Even when we cannot see parts of the moon, they are still physically there. During a new moon, when it is completely lit from behind, it appears only as a black, starless circle in the sky. For while we sometimes cannot see the moon, it is still there as a silhouette. Which is why I get upset when a crescent moon is shown with stars visible through the middle of it!
Sesame Street is a repeat offender. In Ernie’s book I Don’t Want to Live on the Moon, the cover shows stars shining right through a crescent moon. And in a ‘C in space’ segment, the moon looks surprisingly happy, despite the fact that these stars are shining through it. Okay, yes, the moon having a face and emotions is not astronomically accurate either, but that is still no excuse for teaching children inaccurate geometry. I expect more from a supposedly ‘educational’ programme.
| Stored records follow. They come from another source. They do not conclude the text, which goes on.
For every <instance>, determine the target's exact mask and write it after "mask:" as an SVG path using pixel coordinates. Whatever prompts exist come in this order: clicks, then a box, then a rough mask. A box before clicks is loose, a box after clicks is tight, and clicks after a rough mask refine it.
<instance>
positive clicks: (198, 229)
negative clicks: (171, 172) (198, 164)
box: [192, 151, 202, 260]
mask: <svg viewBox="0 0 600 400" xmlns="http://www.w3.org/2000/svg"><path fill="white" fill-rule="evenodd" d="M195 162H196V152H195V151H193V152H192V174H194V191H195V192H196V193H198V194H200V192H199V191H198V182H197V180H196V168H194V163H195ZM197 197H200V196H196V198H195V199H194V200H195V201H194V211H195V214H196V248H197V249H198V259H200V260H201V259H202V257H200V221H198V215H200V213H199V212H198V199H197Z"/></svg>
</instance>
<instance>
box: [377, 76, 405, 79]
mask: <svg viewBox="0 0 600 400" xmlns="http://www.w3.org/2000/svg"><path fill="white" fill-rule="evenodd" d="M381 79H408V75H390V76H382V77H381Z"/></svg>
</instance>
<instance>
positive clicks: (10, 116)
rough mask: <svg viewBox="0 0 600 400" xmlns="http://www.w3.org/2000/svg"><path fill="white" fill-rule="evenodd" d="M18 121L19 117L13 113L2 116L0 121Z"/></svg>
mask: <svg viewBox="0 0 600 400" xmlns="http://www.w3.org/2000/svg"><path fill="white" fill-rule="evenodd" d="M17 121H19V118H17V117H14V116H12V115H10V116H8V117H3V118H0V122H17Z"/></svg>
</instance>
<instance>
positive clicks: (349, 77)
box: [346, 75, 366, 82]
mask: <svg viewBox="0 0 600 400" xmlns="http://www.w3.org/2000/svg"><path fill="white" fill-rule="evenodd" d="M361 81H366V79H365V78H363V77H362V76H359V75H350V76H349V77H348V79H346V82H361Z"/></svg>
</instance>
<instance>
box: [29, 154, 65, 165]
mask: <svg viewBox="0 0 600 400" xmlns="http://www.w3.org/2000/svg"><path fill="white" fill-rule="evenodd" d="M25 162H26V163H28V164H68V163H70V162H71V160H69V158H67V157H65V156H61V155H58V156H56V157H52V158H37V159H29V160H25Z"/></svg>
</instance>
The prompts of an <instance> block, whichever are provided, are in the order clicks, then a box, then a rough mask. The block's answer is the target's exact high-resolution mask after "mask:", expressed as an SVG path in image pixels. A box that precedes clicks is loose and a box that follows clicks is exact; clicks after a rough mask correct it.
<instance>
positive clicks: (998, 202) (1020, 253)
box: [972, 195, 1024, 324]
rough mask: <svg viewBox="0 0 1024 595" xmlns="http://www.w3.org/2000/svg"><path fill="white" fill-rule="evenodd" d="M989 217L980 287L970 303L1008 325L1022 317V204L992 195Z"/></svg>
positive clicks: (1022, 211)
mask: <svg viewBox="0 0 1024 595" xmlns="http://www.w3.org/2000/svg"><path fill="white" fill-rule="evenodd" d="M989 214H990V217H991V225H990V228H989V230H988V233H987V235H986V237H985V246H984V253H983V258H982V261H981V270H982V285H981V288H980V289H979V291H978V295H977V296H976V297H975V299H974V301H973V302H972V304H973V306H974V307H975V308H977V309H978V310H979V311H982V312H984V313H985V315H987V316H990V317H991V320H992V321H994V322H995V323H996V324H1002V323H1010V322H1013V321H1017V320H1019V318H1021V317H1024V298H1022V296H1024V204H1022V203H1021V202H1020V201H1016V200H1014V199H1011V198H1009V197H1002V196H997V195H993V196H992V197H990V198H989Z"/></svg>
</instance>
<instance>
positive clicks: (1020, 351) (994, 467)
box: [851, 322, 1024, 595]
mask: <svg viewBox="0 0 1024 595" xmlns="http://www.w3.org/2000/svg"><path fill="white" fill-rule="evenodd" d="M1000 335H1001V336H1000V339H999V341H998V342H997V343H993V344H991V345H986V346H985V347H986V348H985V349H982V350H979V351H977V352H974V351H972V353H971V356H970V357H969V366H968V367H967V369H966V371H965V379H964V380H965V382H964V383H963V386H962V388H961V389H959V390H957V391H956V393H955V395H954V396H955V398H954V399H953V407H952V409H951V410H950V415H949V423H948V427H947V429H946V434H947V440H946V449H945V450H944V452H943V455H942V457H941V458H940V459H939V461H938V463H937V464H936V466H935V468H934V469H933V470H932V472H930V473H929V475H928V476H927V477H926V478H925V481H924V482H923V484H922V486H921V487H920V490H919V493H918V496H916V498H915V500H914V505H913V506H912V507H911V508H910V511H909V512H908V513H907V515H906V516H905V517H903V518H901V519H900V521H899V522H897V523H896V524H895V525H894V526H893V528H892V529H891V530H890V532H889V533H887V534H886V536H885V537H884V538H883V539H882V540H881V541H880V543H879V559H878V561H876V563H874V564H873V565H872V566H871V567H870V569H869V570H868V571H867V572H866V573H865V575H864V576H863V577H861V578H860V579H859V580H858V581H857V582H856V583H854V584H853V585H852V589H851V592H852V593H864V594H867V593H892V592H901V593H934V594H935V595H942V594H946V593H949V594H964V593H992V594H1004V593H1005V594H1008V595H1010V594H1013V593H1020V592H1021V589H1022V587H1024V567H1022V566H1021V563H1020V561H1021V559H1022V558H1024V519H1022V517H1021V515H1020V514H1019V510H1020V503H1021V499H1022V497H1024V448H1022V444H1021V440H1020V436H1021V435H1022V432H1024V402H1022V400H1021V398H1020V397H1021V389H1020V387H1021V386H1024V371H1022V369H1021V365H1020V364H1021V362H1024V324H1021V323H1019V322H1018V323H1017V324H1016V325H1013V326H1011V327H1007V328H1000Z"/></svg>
The only explanation I can think of is that, in the extended Sesame Street universe, there are Muppet bases on the moon, and those are the dots of light we are seeing.
Only if you assume those are lunar stations does this make sense.
Worse, there are Texas vehicle registration plates which celebrate NASA’s presence in the Lone Star State. The space shuttle taking off on the left is surprisingly accurate, ascending sideways instead of directly up. This may look incorrect, but the space shuttle needed a huge amount of sideways speed to be able to get into orbit. Space is not that far away: as I type, the International Space Station is at an altitude of only 422 kilometres. But for something to stay in that orbit, it needs to be moving around the Earth at about 27,500km/h; that is, 7.6 kilometres every second. Getting to space is easy. It’s staying there that’s difficult.